If your rating is south of 700, these good behaviors will be well worth it when the price you’ll pay to borrow drops.
1) Check Your Credit Reports
Fixing errors in your credit report can give you the most immediate score boost. Request a copy of all three of your credit reports from each credit agency for free from annualcreditreport.com. “You need to be very proactive and check your reports and make sure anything that is incorrect is cleared,” says Keith Gumbinger, vice president of HSH.com, a website that tracks the mortgage and consumer loan industry.
If you spot a mistake like a paid-off debt appearing as unpaid, contact the lender or creditor that reported the inaccurate information and ask them to update your account.
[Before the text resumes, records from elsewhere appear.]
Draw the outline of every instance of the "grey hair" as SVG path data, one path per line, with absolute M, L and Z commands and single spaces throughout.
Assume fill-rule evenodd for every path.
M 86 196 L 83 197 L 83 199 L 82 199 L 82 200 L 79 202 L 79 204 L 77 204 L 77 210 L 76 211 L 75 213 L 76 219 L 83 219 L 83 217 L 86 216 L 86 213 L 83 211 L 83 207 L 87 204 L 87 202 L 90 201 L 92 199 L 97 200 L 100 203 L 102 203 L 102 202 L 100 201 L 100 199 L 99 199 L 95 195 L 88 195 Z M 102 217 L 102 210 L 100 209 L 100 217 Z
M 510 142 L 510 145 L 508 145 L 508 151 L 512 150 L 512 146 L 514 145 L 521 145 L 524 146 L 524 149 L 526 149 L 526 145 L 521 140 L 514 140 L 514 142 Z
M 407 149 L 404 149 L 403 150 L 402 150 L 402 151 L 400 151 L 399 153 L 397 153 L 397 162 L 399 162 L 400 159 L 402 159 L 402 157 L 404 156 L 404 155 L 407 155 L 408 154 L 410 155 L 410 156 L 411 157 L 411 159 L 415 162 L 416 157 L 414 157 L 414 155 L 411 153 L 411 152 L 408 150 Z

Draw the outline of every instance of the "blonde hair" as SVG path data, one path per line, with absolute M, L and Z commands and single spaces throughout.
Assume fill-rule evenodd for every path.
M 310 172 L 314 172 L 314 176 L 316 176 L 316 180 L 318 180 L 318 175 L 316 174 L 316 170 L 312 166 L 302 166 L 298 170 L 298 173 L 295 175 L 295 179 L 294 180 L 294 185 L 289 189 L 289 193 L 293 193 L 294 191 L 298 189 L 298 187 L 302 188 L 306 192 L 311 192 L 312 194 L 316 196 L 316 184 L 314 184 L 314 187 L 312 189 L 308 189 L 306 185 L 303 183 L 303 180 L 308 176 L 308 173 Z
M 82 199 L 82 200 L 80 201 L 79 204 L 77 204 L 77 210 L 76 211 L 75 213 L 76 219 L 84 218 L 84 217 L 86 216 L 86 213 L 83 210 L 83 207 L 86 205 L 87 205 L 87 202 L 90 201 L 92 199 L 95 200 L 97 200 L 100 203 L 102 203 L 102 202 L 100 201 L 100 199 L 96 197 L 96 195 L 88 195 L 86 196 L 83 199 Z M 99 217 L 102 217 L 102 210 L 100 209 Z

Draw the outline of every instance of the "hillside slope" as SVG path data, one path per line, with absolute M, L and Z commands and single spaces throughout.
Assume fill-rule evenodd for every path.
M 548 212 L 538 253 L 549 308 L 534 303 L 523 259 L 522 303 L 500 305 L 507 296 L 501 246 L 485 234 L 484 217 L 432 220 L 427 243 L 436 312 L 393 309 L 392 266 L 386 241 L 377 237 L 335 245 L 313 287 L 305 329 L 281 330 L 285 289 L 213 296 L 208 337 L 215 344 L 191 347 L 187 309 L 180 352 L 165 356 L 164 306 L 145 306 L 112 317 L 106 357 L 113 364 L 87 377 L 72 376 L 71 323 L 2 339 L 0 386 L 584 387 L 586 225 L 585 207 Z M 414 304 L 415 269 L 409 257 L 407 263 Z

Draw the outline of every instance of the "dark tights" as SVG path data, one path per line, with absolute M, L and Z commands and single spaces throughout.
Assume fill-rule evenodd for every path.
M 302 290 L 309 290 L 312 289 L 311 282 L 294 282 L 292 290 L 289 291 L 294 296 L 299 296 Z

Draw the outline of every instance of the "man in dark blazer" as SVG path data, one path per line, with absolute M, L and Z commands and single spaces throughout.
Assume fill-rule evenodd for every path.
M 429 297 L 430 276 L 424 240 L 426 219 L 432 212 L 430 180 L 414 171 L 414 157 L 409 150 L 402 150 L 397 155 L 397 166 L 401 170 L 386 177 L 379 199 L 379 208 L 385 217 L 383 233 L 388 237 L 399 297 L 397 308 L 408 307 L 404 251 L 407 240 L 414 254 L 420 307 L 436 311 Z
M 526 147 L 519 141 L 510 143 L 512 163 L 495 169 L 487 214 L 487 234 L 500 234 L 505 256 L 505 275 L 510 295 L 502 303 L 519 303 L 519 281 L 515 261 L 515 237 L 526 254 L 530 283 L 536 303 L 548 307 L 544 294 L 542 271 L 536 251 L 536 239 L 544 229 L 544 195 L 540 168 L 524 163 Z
Each credit bureau also has a form on their website for submitting disputes. For a more serious issue, file a dispute with the creditors and the credit bureau, as well as the Consumer Finance Protection Bureau (CFPB).
2) Pay Your Bills on Time
The biggest influence on your credit score is your payment history. Whether you’ve made your loan payments and done so on time will rise or lower your score more than any other single factor. “There is nothing magic to improving your score, you’ve just got to diligent about paying on time,” says Gumbinger.
The best thing you can do is set up automatic payments for the minimum amounts on your debts to make sure you’re never overdue. If automatic bill pay isn’t an option or you’d prefer to push the bill out yourself, you can also set up bill alerts through your card’s website or reminders on your phone. By consistently meeting your payment deadlines, you will see your score start to increase after about six months.
3) Keep Balances Low
Just because your credit limit tops out at, say, $10,000, you should not spend anywhere near that. The amount of credit you use as a percentage of the amount available is called your “utilization ratio,” and it’s the second largest element determining your credit score. “Lenders like to see a significant difference between your balance and the card’s maximum balance,” says Jack M. Guttentag, a finance professor at the University of Pennsylvania’s Wharton School and founder of The Mortgage Professor website.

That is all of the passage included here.